Hannah Drayson will give a survey on writers who have used ethnography in studies of medical technology to highlight the strengths of this method for studies of science and technology. This will include a brief overview of the historical background to these studies in medical ethnography and Sociology of Science (Latour). This exposition will open up questions around the issues of writing as practice to communicate ethnographic knowledge/data, ethnography as epistemology, the criticism of ‘ethnographic realism’, etc. with a specific focus on the specific quality in the kind of knowledge that ethnography seems to convey and communicates, in that reading these texts sometimes gives the impression of ‘being there’ or ‘seeing for yourself’, being a spectator of some kind – which is a powerful rhetorical strategy but also open to criticism.

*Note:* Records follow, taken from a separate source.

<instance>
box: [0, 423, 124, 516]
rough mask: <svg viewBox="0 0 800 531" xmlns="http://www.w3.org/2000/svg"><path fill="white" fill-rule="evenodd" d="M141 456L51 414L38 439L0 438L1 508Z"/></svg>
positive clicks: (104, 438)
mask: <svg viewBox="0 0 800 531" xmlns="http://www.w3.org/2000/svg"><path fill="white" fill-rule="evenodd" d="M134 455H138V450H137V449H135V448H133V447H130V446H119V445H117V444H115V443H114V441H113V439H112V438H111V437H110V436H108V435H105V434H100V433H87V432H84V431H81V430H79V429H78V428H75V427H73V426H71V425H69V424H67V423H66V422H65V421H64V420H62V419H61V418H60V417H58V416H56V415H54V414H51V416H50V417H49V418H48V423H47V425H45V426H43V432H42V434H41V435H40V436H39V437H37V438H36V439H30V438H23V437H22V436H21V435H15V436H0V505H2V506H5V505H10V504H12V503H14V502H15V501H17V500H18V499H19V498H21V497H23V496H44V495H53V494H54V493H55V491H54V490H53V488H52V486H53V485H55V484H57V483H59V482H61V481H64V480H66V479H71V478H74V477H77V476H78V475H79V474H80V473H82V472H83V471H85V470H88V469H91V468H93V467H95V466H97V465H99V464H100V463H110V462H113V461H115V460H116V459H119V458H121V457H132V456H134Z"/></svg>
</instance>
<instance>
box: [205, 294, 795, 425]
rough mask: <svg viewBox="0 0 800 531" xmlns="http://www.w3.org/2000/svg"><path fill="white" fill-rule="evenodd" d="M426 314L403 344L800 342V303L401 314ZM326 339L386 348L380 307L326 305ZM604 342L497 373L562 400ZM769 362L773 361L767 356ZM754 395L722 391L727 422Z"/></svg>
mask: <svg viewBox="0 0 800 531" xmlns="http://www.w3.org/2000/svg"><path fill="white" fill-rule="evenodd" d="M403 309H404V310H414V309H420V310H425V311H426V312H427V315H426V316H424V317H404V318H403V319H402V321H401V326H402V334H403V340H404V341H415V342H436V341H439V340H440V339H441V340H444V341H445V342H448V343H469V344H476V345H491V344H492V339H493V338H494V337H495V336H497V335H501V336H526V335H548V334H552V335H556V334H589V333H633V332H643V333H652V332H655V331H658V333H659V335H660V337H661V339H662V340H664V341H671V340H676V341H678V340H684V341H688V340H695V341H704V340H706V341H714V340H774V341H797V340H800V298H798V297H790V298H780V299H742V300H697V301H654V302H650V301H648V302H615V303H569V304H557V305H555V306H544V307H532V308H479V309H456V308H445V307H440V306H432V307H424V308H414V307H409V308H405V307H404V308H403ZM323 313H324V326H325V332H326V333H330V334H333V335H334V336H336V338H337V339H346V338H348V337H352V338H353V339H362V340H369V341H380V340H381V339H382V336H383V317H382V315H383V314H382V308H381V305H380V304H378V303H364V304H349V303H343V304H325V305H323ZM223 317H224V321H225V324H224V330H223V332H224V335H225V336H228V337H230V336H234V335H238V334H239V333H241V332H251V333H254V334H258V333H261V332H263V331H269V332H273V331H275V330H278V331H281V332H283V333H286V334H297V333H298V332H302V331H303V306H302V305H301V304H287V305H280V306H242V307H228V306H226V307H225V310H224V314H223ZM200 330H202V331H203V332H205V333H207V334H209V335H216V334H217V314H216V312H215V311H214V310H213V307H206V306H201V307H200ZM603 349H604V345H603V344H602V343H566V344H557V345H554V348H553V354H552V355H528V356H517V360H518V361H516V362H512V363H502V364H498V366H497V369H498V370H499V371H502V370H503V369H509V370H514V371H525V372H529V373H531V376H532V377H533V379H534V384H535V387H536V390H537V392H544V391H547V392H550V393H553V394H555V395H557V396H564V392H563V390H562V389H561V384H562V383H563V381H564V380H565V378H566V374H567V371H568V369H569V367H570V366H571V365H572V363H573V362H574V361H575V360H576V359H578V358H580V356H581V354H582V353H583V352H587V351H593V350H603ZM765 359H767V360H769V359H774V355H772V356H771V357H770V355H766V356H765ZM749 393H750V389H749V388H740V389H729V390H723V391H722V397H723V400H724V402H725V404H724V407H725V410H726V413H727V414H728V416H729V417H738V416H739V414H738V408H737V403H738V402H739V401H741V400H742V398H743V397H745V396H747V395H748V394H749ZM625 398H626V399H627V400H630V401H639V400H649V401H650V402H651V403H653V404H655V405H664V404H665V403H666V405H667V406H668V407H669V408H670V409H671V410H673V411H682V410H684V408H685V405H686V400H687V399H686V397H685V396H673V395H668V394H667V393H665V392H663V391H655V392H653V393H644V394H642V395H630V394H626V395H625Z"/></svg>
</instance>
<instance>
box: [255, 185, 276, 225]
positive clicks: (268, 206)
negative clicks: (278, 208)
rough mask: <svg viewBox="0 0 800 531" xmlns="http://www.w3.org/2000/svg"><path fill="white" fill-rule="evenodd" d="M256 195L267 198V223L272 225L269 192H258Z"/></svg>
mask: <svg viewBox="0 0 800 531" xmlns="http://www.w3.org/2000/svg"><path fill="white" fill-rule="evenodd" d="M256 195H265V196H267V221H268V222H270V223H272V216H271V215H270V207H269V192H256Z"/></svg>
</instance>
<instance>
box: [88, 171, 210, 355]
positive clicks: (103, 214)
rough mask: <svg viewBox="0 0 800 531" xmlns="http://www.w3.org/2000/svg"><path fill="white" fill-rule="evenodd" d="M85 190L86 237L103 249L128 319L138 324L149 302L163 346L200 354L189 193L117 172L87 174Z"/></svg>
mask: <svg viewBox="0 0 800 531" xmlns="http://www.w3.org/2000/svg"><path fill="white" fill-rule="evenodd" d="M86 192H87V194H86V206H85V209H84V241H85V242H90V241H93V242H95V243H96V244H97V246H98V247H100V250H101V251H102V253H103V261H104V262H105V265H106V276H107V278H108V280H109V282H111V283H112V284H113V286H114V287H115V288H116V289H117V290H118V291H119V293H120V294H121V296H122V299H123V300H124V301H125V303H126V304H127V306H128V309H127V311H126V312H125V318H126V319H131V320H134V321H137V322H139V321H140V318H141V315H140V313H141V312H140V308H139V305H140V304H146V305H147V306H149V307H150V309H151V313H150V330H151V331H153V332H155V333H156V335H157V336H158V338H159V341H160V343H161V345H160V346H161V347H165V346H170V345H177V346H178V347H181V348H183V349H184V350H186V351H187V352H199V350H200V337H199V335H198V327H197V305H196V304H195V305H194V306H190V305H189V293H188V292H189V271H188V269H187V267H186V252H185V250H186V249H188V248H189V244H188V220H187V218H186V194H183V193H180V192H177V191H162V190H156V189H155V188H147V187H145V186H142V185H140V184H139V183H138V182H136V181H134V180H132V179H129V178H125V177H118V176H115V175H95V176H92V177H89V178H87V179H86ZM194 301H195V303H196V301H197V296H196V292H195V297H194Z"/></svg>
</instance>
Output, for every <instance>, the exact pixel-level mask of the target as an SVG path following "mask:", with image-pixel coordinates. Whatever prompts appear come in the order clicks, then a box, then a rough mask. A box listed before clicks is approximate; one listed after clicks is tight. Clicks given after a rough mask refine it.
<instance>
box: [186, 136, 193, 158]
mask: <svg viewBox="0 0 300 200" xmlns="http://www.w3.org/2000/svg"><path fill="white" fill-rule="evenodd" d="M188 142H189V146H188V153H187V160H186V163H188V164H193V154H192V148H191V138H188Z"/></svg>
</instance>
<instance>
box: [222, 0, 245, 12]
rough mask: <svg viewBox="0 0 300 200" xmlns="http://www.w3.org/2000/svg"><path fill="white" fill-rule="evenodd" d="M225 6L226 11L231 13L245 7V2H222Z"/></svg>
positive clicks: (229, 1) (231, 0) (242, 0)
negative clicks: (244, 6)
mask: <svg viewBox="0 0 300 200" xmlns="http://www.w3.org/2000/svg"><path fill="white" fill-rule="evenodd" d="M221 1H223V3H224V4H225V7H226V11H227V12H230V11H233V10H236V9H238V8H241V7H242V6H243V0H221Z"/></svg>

The aim of the seminar is a critical assessment of ethnography as a tool and to reflect on the range of qualitative research methods that can be found mixed together in the interdisciplinary literature of technology.

Martha Blassnigg will contextualise this exposition and give a brief historical overview from the field of cultural anthropology whose disciplinary distinction roots in the method of ethnography, which has ever since been repeatedly subject to critique and revision. She will highlight some of the core aspects and problematics of this method, such as the inclusion and impact of the observer in the fieldwork context, the limits and necessities of self-reflexivity and critical self-consciousness in ethnographic writing, ethnography as interpretive method rather than ‘objective, quantifiable science’, and the central issues of how to understand, communicate and interpret the ‘other’ through a shift from the study of behaviour and social-economic structures to symbols, meanings and mentality. This will include a brief discussion of recent models of ‘experimental ethnographies’ and ‘ethnographies of experience’ through the convergence of cross-cultural aesthetics, epistemology and psychology at the thresholds of social science, art and literature, and in particular the uses of audio-visual media as vehicle for a participatory ‘anthropology of consciousness’.